The local media market has long been owned by local TV stations, newspapers and Yellow Pages. While the recession definitely slowed this market, the recovery, paired with marketer interest in new forms of media, means the industry is looking at big changes in 2010. BIA/Kelsey analysts value this market at $140 billion. Neal Polachek, president at BIA/Kelsey predicts, “as the economy inches toward recovery and digital media continue to gain ground aided by mobile and social momentum, 2010 will certainly be a pivotal year to track.”

Here’s what the research shop sees happening in the local media market in 2010.

Search Market Recovery – The increased activity in the market will mean higher costs for advertisers active in paid search.

Yellow Pages – These publishers will seek to diversify their products and may move into mobile search.

Local Broadcasters – These business will operate from a position of strength with their expertise in local brands, content and sales forces.

Vertical Ad Networks – This rapidly changing channel may find money in hyper-local sites and local lifestyle networks.

Twitter/Facebook – Analysts expect social media outlets to monetize their models by offering geo-targeted audiences.

It’s too soon to tell which of these predictions will prove most accurate. But businesses looking for new ways to reach customers in local marketers have no shortage of options to try.

[Source: BIA/Kelsey Analysts Identify Key Local Media Trends to Watch in 2010, Company release, January 2010]

Younger Consumers Shifting Online Time Away from Blogs

Most analysts and marketers know that younger consumers have typically been bigger Internet users than older consumers. Web use by younger consumers is nearly ubiquitous (93%) while adults over age 65 now have a usage rate of 38%. The bigger news, according to a Pew Internet and American Life Project report, is that the type of Internet use varies drastically by age group.

Online consumers who write blogs:

18-29 year olds: 15% (down from 24% in December 2007)
30+ year olds: 11% (up from 7% in December 2007)

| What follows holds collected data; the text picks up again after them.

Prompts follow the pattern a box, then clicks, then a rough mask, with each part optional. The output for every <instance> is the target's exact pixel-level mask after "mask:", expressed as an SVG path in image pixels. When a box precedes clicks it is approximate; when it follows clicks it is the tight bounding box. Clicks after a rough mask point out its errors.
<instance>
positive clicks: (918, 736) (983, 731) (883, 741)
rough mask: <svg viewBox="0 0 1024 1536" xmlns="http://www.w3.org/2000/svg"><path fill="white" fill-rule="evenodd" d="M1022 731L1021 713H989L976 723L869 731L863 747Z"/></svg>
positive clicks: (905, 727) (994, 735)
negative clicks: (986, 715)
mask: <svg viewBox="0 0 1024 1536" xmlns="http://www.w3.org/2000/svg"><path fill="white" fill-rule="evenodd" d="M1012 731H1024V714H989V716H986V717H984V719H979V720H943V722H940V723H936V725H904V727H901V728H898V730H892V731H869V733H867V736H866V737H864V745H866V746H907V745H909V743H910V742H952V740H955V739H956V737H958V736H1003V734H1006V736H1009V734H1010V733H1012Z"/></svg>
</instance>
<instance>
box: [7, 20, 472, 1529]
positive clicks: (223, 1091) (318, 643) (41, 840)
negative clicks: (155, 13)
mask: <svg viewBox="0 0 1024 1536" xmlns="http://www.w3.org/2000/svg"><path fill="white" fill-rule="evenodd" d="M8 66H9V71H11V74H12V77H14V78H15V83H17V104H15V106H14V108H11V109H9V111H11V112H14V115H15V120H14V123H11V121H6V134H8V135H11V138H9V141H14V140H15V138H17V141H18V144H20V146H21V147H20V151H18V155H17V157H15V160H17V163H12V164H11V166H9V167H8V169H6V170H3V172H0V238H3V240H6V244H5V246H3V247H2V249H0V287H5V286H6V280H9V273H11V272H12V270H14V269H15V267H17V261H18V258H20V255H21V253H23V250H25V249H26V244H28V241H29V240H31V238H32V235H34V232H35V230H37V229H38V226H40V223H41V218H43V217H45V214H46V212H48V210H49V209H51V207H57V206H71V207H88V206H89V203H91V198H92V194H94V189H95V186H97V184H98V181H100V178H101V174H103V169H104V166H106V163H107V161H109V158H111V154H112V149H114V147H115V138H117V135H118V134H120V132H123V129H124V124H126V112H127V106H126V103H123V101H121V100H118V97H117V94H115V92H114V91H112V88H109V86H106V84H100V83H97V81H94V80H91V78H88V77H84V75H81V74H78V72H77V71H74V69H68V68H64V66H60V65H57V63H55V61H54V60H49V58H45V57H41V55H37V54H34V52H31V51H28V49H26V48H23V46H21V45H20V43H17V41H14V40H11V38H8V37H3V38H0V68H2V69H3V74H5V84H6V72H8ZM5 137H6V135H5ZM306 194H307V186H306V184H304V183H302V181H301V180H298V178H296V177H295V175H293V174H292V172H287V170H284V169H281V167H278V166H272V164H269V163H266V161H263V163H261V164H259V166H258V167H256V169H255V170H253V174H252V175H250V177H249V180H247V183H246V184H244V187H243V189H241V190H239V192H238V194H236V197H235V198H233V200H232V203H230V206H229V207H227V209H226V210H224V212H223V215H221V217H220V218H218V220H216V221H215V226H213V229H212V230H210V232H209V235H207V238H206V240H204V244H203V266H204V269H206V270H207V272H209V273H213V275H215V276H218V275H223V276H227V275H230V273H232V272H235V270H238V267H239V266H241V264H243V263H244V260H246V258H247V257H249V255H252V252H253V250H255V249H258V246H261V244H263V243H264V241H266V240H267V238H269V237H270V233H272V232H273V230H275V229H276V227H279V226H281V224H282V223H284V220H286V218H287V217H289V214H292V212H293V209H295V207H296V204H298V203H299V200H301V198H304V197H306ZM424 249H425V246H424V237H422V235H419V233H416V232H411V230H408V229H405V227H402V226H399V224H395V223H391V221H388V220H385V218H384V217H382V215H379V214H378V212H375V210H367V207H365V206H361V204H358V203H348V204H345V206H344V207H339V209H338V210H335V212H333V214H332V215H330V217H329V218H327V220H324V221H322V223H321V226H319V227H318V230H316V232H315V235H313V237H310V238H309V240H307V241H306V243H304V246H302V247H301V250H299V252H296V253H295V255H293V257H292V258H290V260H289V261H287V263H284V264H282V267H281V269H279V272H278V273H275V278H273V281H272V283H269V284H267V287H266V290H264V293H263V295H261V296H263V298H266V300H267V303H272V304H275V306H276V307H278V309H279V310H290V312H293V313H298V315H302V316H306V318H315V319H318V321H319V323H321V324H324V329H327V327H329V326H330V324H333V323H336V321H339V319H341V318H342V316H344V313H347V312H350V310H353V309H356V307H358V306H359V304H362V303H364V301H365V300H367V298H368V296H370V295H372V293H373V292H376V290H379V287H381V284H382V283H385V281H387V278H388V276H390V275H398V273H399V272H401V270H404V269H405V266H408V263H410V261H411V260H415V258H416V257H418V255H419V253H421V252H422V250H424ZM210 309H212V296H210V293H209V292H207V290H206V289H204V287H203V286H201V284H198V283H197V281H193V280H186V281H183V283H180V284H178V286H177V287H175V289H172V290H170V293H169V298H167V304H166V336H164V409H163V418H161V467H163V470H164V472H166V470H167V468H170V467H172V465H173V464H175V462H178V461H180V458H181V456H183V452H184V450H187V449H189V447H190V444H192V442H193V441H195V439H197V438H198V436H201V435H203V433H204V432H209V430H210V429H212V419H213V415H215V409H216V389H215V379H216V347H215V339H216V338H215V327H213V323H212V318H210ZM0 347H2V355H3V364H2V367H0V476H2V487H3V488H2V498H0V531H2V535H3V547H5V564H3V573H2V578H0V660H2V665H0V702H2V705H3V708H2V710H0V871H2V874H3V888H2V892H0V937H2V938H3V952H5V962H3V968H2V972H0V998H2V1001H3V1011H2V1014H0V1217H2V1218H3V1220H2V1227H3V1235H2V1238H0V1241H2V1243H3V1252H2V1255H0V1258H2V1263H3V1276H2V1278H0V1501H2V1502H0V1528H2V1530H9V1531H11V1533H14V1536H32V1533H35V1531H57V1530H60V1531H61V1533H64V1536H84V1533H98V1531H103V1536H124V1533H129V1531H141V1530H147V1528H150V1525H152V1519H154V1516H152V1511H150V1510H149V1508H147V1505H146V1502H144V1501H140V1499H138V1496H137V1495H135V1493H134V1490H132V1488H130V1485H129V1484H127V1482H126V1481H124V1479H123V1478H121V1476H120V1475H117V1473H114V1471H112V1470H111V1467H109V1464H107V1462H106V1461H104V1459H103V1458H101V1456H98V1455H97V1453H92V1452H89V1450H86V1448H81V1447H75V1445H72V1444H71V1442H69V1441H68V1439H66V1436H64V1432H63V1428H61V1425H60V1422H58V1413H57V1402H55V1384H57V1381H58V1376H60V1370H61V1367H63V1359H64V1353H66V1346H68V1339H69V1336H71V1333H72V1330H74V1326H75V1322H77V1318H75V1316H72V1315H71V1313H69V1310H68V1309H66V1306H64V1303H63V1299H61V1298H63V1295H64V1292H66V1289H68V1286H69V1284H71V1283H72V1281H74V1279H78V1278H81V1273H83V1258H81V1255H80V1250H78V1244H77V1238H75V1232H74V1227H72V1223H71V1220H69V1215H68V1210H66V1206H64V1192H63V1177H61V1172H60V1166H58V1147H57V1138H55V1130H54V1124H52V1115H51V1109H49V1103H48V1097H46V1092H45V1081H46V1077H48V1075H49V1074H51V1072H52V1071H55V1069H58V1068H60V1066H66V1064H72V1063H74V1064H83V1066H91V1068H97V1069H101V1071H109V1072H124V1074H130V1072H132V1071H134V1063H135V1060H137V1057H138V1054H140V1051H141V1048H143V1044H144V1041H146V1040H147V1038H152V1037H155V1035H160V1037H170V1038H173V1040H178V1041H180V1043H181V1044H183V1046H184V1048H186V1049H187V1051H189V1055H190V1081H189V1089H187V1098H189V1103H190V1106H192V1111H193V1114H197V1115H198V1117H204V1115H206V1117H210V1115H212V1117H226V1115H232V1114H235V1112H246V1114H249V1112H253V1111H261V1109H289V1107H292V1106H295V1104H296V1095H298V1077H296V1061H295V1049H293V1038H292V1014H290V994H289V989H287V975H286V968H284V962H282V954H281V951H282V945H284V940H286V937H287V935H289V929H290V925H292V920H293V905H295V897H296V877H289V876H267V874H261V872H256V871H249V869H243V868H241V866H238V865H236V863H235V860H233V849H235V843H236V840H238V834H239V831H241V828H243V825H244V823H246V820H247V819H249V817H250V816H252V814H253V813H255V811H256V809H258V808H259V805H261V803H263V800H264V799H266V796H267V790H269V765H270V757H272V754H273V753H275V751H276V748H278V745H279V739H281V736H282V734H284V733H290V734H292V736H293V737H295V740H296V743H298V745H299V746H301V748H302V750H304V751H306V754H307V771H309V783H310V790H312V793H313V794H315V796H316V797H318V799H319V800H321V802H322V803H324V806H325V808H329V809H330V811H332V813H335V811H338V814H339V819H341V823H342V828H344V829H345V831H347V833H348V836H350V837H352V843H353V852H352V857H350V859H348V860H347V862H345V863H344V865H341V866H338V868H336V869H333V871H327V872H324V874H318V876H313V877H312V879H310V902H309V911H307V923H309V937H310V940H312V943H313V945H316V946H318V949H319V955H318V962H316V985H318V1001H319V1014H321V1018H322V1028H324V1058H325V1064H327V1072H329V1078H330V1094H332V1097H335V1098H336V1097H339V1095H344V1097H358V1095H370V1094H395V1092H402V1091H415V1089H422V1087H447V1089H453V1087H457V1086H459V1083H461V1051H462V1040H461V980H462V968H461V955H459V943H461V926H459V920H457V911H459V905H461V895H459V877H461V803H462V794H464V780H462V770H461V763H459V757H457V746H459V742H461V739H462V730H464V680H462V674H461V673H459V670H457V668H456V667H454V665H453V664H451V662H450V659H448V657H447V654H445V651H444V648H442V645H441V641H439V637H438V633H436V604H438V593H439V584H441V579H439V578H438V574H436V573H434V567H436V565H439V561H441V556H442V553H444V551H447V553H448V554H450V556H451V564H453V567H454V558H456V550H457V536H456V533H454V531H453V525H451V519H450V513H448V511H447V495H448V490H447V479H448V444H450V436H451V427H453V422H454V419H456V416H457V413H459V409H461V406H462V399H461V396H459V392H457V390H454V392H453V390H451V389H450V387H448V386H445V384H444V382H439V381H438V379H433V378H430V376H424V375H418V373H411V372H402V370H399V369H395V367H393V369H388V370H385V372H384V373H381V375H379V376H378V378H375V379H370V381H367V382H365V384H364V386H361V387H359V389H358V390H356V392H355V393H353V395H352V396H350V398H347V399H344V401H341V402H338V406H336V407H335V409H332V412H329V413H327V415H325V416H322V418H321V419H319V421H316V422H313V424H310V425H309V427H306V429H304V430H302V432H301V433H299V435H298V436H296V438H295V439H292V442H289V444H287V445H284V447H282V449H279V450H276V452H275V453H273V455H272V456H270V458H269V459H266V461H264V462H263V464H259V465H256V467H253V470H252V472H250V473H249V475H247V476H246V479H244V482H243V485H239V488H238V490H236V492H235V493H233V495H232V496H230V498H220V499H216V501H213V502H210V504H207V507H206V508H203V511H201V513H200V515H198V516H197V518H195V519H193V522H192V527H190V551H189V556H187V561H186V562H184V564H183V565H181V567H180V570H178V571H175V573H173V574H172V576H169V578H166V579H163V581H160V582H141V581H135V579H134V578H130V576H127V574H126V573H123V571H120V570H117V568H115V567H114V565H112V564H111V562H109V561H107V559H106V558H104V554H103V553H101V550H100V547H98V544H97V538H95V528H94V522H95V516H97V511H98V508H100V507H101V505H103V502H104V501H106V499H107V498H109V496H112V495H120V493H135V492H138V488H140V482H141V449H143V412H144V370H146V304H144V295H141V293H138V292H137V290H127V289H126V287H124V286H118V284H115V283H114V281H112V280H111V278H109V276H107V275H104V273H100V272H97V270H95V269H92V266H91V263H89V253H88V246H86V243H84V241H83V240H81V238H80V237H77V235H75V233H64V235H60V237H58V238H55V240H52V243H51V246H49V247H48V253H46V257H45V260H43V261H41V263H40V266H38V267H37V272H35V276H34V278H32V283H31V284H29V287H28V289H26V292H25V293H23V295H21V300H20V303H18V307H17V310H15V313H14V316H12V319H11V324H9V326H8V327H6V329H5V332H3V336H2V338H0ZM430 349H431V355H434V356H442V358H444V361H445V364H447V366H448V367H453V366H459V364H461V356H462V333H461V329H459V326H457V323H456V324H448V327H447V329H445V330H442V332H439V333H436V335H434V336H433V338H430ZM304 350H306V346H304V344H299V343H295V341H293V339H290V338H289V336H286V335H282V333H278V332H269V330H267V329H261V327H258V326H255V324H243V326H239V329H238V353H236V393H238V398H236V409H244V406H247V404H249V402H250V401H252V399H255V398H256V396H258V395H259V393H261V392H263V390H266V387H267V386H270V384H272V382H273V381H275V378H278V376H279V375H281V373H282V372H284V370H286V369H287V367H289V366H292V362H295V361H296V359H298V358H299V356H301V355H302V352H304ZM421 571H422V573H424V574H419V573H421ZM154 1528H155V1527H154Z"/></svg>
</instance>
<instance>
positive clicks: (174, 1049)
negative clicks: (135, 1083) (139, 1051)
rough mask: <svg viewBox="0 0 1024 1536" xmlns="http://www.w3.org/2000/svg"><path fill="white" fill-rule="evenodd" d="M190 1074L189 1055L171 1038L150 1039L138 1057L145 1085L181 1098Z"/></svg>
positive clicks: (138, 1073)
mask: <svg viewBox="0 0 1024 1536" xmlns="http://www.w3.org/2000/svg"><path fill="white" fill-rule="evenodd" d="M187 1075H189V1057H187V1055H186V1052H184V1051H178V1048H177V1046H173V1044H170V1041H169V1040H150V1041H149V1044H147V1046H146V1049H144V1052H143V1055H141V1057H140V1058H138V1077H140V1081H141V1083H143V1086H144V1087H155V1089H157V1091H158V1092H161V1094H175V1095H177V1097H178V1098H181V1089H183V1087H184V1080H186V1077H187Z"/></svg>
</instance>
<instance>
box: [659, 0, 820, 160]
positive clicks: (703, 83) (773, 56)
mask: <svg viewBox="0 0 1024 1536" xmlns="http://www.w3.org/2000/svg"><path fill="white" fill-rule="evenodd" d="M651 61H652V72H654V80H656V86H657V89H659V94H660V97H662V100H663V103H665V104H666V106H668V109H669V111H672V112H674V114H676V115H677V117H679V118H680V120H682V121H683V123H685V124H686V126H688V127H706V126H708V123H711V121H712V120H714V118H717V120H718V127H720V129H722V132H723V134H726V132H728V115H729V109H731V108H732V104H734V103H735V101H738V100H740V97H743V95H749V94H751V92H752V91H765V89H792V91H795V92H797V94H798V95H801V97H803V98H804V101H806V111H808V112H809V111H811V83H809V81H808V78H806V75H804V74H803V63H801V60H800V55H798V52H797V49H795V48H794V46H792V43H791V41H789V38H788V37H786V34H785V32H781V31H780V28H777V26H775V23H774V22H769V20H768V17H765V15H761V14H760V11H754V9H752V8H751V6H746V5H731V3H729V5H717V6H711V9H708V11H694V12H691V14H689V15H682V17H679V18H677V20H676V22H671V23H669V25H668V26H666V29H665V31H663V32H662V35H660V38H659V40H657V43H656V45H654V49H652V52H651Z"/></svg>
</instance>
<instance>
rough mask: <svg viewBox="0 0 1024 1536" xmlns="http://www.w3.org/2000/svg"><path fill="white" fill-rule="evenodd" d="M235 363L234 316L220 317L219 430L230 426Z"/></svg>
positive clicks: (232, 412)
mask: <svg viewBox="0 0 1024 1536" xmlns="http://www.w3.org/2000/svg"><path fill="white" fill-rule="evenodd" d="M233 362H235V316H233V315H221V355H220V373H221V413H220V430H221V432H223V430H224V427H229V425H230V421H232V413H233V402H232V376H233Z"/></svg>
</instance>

Online consumers who use Twitter:

12-17 year olds: 8%
18-29 year olds: 33%

Online consumers who use social networking sites:

12-17 year olds 73%
18-29 year olds 72%

All online adults 47%

These statistics point to some interesting trends. Ben Parr, writing for Mashable, suggests that the younger audience’s shift away from blogs and teens’ lack of interest in Twitter may mean these age groups don’t want to create content. Perhaps younger consumers lack sufficient time or an audience for their blogs. Parr may be correct that the average teen is not interested in reading lengthy personal posts. If that is the case, we have to wonder why teens aren’t flocking to Twitter, the perfect venue for brief posts. The reason may have to do with the media rich environment that social networks offer teens. In addition to writing brief comments on friends’ pages, teens can also view videos and upload photos. Until additional studies reveal exactly why teens find certain online destinations more appealing than others, marketers would do well to reach for younger audiences through social media sites.